The core of your trouble is that my_prog
runs forever. Everything else here is a hack to get around that limitation.
Improving @Marvin's and @Nils Goroll's answers with a oneliner that extract the pids for all commands in the pipe into a shell array variable:
# run some command
ls -l | rev | sort > /dev/null &
# collect pids
pids=(`jobs -l % | egrep -o '^(\[[0-9]+\]\+| ) [ 0-9]{5} ' | sed -e 's/^[^ ]* \+//' -e 's! $!!'`)
# use them for something
echo pid of ls -l: ${pids[0]}
echo pid of rev: ${pids[1]}
echo pid of sort: ${pids[2]}
echo pid of first command e.g. ls -l: $pids
echo pid of last command e.g. sort: ${pids[-1]}
# wait for last command in pipe to finish
wait ${pids[-1]}
In my solution ${pids[-1]}
contains the value normally available in $!
. Please note the use of jobs -l %
which outputs just the "current" job, which by default is the last one started.
Sample output:
pid of ls -l: 2725
pid of rev: 2726
pid of sort: 2727
pid of first command e.g. ls -l: 2725
pid of last command e.g. sort: 2727
UPDATE 2017-11-13: Improved the pids=...
command that works better with complex (multi-line) commands.
Just had the same issue.
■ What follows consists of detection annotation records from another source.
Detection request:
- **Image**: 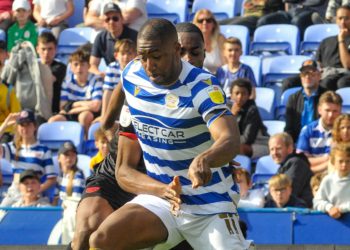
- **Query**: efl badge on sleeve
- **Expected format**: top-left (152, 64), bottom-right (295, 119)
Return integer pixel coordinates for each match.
top-left (207, 86), bottom-right (225, 104)
top-left (165, 93), bottom-right (179, 109)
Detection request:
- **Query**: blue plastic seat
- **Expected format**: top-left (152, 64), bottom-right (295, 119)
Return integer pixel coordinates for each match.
top-left (68, 0), bottom-right (85, 28)
top-left (146, 0), bottom-right (188, 24)
top-left (300, 23), bottom-right (339, 56)
top-left (263, 120), bottom-right (286, 136)
top-left (239, 56), bottom-right (261, 87)
top-left (0, 29), bottom-right (6, 41)
top-left (220, 25), bottom-right (250, 55)
top-left (250, 24), bottom-right (300, 55)
top-left (37, 121), bottom-right (84, 154)
top-left (255, 155), bottom-right (280, 174)
top-left (336, 87), bottom-right (350, 114)
top-left (192, 0), bottom-right (236, 20)
top-left (276, 87), bottom-right (301, 121)
top-left (56, 27), bottom-right (94, 64)
top-left (233, 155), bottom-right (252, 173)
top-left (84, 122), bottom-right (101, 156)
top-left (255, 87), bottom-right (275, 120)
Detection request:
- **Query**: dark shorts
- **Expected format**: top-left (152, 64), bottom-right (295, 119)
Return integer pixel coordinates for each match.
top-left (81, 174), bottom-right (135, 210)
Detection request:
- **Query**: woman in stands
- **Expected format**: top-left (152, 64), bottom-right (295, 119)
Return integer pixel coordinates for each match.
top-left (0, 109), bottom-right (57, 206)
top-left (193, 9), bottom-right (225, 74)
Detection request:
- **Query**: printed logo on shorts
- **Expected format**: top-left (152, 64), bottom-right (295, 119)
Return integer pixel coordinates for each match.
top-left (86, 187), bottom-right (101, 194)
top-left (207, 86), bottom-right (225, 104)
top-left (165, 93), bottom-right (179, 109)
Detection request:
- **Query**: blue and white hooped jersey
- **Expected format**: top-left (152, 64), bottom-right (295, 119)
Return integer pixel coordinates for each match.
top-left (122, 60), bottom-right (238, 214)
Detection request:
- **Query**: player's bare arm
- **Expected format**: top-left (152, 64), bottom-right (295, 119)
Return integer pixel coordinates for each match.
top-left (115, 136), bottom-right (181, 210)
top-left (188, 115), bottom-right (240, 188)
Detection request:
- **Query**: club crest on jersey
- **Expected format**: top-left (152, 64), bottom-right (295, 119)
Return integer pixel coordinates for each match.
top-left (165, 93), bottom-right (179, 109)
top-left (207, 86), bottom-right (225, 104)
top-left (134, 86), bottom-right (141, 96)
top-left (119, 105), bottom-right (131, 128)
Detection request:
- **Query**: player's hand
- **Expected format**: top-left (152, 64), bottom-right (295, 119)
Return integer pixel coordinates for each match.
top-left (164, 176), bottom-right (181, 216)
top-left (188, 155), bottom-right (212, 188)
top-left (328, 207), bottom-right (341, 219)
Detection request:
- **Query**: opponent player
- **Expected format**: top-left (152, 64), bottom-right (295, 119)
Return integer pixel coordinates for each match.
top-left (90, 19), bottom-right (249, 250)
top-left (67, 23), bottom-right (205, 249)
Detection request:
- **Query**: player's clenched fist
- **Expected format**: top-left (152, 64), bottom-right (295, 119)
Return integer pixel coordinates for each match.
top-left (188, 155), bottom-right (212, 188)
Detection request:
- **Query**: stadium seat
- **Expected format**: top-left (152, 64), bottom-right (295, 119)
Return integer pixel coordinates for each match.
top-left (255, 155), bottom-right (280, 174)
top-left (336, 87), bottom-right (350, 114)
top-left (146, 0), bottom-right (188, 24)
top-left (0, 29), bottom-right (6, 41)
top-left (250, 24), bottom-right (300, 56)
top-left (233, 155), bottom-right (252, 173)
top-left (240, 56), bottom-right (261, 87)
top-left (56, 27), bottom-right (94, 64)
top-left (68, 0), bottom-right (85, 28)
top-left (84, 122), bottom-right (101, 156)
top-left (255, 87), bottom-right (275, 120)
top-left (300, 23), bottom-right (339, 56)
top-left (263, 120), bottom-right (286, 136)
top-left (37, 121), bottom-right (84, 155)
top-left (220, 25), bottom-right (250, 55)
top-left (275, 87), bottom-right (301, 121)
top-left (191, 0), bottom-right (236, 20)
My solution:
process_1 | process_2 &
PID_OF_PROCESS_2=$!
PID_OF_PROCESS_1=`jobs -p`
Just make sure process_1 is the first background process. Otherwise, you need to parse the full output of jobs -l
.
Add a shell wrapper around your command and capture the pid. For my example I use iostat.
#!/bin/sh
echo $$ > /tmp/my.pid
exec iostat 1
Exec replaces the shell with the new process preserving the pid.
test.sh | grep avg
While that runs:
$ cat my.pid
22754
$ ps -ef | grep iostat
userid 22754 4058 0 12:33 pts/12 00:00:00 iostat 1
So you can:
sleep 10
kill `cat my.pid`
Is that more elegant?
With inspiration from @Demosthenex's answer: using subshells:
$ ( echo $BASHPID > pid1; exec vmstat 1 5 ) | tail -1 &
[1] 17371
$ cat pid1
17370
$ pgrep -fl vmstat
17370 vmstat 1 5
I was desperately looking for good solution to get all the PIDs from a pipe job, and one promising approach failed miserably (see previous revisions of this answer).
So, unfortunately, the best I could come up with is parsing the jobs -l
output using GNU awk:
function last_job_pids {
if [[ -z "${1}" ]] ; then
return
fi
jobs -l | awk '
/^\[/ { delete pids; pids[$2]=$2; seen=1; next; }
// { if (seen) { pids[$1]=$1; } }
END { for (p in pids) print p; }'
}